Als nächster Redner hat das Wort der Abgeordnete Erlanson.

Sehr geehrter Herr Präsident, sehr geehrte Damen und Herren! Wir reden über das Thema „Verfolgt Bremen den richtigen Ansatz im Umgang mit Menschen mit Demenz?“. Das ist ein schwieriges Thema, wir reden zwei Mal fünf Minuten, und ich will Ihnen vorschlagen, ich mache zwei Vorbemerkungen, dann habe ich zwei Hauptpunkte und als Drittes noch einen kleinen Bericht aus der Praxis.
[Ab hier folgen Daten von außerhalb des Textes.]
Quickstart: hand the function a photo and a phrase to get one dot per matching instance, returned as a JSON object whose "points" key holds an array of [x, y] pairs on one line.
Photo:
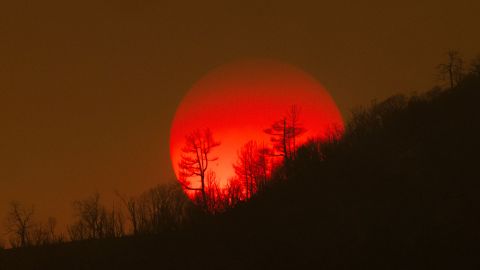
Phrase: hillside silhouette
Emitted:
{"points": [[399, 190]]}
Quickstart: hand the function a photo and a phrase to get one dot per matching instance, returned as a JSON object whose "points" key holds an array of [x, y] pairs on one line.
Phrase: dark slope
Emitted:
{"points": [[401, 190]]}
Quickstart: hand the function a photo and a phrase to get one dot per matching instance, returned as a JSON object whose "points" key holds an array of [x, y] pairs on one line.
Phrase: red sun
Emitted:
{"points": [[238, 101]]}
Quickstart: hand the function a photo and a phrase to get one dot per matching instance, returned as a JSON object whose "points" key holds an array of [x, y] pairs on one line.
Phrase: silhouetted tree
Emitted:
{"points": [[475, 66], [284, 133], [131, 204], [195, 160], [44, 233], [94, 221], [251, 167], [233, 192], [162, 208], [453, 69], [19, 223]]}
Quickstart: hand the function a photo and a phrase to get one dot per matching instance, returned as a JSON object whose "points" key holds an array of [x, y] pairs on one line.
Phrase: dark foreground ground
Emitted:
{"points": [[401, 190]]}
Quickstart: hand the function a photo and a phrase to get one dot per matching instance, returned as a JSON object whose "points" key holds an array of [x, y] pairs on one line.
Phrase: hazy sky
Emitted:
{"points": [[88, 89]]}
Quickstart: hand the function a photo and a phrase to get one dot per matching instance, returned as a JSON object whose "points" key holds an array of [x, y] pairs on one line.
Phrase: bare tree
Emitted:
{"points": [[94, 221], [19, 223], [195, 160], [44, 233], [162, 208], [453, 70], [131, 205], [295, 129], [284, 133], [475, 66], [214, 193]]}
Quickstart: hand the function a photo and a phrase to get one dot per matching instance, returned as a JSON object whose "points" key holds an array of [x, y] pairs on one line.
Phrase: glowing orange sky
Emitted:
{"points": [[238, 101]]}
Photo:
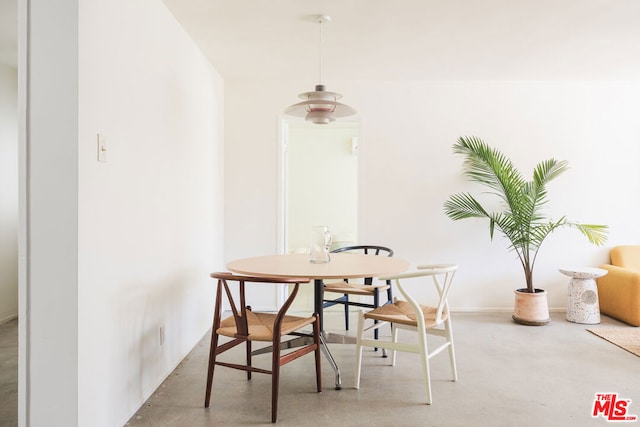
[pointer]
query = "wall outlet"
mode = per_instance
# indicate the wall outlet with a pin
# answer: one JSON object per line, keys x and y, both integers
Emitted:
{"x": 102, "y": 148}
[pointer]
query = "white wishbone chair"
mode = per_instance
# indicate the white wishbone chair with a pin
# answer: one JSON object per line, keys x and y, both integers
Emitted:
{"x": 412, "y": 316}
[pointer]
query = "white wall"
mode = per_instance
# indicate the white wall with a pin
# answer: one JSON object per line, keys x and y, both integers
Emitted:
{"x": 8, "y": 193}
{"x": 407, "y": 170}
{"x": 146, "y": 225}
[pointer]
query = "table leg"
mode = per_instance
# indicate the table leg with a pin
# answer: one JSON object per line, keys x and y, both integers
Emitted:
{"x": 318, "y": 297}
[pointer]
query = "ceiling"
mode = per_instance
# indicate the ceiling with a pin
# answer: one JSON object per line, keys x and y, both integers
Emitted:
{"x": 406, "y": 39}
{"x": 418, "y": 39}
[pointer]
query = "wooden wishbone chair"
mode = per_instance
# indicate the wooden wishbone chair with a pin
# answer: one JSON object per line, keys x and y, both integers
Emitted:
{"x": 245, "y": 326}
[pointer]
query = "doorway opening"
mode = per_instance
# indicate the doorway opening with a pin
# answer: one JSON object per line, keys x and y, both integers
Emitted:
{"x": 318, "y": 186}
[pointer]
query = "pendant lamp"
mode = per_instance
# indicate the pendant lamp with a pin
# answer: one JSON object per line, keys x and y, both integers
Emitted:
{"x": 320, "y": 106}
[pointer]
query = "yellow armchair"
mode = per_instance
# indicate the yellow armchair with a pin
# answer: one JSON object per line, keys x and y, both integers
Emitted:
{"x": 619, "y": 289}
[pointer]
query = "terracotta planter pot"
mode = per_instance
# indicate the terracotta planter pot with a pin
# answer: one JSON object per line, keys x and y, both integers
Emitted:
{"x": 531, "y": 309}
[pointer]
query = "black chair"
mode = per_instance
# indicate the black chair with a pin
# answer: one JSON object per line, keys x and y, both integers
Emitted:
{"x": 366, "y": 289}
{"x": 245, "y": 326}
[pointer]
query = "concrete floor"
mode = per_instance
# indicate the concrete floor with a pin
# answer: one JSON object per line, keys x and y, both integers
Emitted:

Ich fange an mit den Vorbemerkungen! Ich will einmal darauf hinweisen, dass erstens die Große Anfrage der CDU, aber auch die Antwort der Koalition wirklich ausgesprochen lesenswert sind, und ich würde wirklich jedem empfehlen, der sich mit dem Thema erstmals oder auch näher beschäftigen will, sich tatsächlich diese Anfrage und die Antwort dazu einfach einmal zu Gemüte zu führen, weil man dabei etwas lernt.

(Beifall DIE LINKE, SPD, Bündnis 90/Die Grü- nen)

Das war die erste Vorbemerkung.

Zweite Vorbemerkung: Ich will in den Vorwürfen, sage ich einmal, die es vonseiten der CDU gegeben hat, oder Sorgen, die die CDU dabei hat, am Anfang wenigstens in dem einen Punkt einmal recht geben,

(Beifall CDU - Abg. Dr. vom Bruch [CDU]: Schon wieder Beifall!)

nämlich darin, dass sie behauptet, dass diese Formel, die wir eben wieder gehört haben, die Öffnung in den Stadtteil, die Öffnung in den Sozialraum, eigentlich ein sehr schönes Konzept ist, das sehr gut klingt, aber eben - und das ist immer die Schwierigkeit bei diesen Dingen - nicht unbedingt gut unterfüttert und vor allen Dingen nicht gut finanziell unterfüttert ist.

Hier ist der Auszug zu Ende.